Armenian Minister’s Business Deals ‘Investigated’

Armenia - Finance Minister Vahe Hovannisian speaks at a meeting in the Armenian parliament, October 28, 2024.

A group of Armenian lawyers have demanded a corruption investigation into Finance Minister Vahe Hovannisian, pointing to his personal business deals, notably an interest-free $1 million loan received by him.

Armenia’s Office of the Prosecutor-General said on Friday that it has forwarded a “crime report” submitted by them to another law-enforcement body, the Anti-Corruption Committee (ACC). The ACC said it is looking into the corruption claims.

“We have legitimate suspicions that we are dealing with money laundering or illicit enrichment, not to mention false income declarations shown in this report,” one of the lawyers, Ara Zohrabian, told reporters earlier this week.

“This is a very dubious deal,” he said of the $1 million loan.

Zohrabian and his colleagues made the allegations after scrutinizing Hovannisian’s asset declarations and other financial documents. According to them, the minister used the loan in 2021 to buy a construction materials company which he then sold to one of his relatives. In 2023, the company secured a tax break from the Armenian government to import items worth 1.8 billion drams ($4.5 million).
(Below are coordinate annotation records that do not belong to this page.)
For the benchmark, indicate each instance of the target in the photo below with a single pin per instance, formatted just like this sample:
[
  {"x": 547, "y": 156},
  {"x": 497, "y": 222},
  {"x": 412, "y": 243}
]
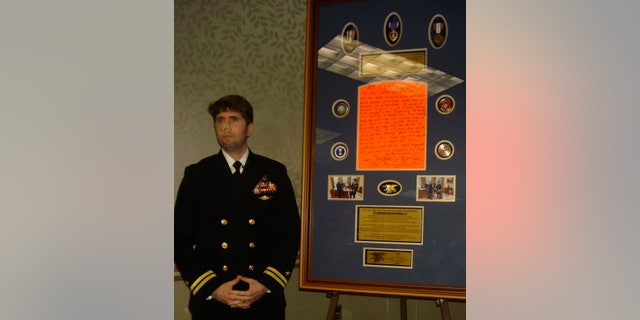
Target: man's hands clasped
[{"x": 236, "y": 298}]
“There are four companies linked to Vahe Hovannisian,” Zohrabian claimed, adding that the minister has lent money to two of them.
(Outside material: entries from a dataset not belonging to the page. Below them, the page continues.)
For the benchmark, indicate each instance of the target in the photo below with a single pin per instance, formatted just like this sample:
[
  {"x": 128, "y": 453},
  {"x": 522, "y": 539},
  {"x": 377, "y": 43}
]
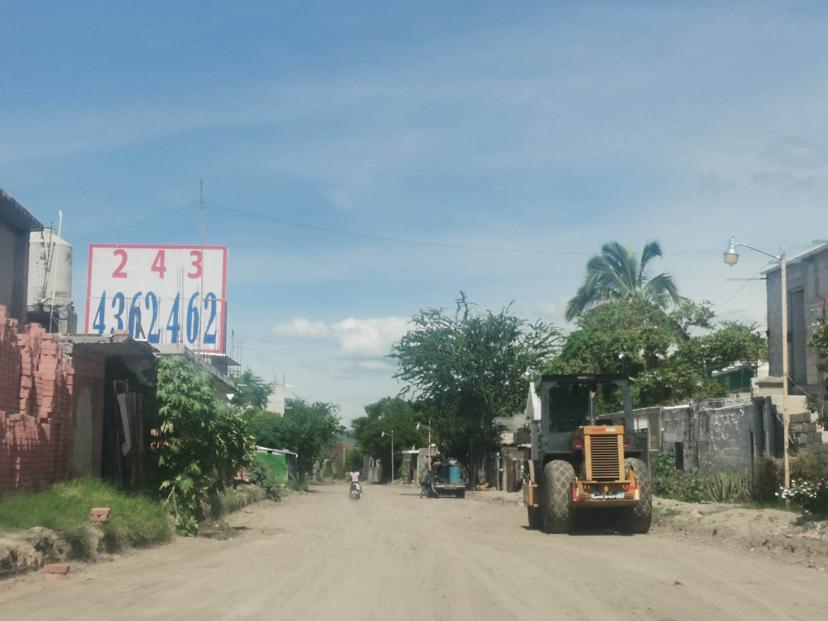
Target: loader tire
[
  {"x": 637, "y": 519},
  {"x": 556, "y": 514}
]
A spokeswoman for the Armenian Finance Ministry, Inga Galustian, rejected the corruption claims as baseless. She said that Hovannisian obtained the loan before joining the ministry in 2021.

A member of Prime Minister Nikol Pashinian’s Civil Contract party, Hovannisian first served as deputy minister and was promoted to his current position two years ago. He previously worked for the Manila-based Asian Development Bank.
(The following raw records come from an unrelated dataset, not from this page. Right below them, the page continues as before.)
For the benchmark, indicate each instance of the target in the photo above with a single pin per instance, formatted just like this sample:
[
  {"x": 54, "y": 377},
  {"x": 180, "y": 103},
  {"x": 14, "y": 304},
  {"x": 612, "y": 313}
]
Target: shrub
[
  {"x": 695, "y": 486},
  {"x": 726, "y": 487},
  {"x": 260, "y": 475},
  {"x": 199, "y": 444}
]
Before the lawyers’ allegations, Factor.am reported that Hovannisian failed to declare the interest-free loan to an anti-corruption body scrutinizing the assets of senior Armenian officials. Galustian acknowledged “several typos” in his income declarations. The minister is now correcting them, she said.

The lawyers went after Hovannisian after his ministry drafted a government bill that would abolish a preferential tax regime enjoyed by many small and medium-sized enterprises, including law firms. They have long been exempt from value-added tax (VAT) and profit tax set at 20 percent and 18 percent respectively, paying instead a “simplified tax” equivalent to just 5 percent of their annual turnover. Many lawyers have denounced the bill.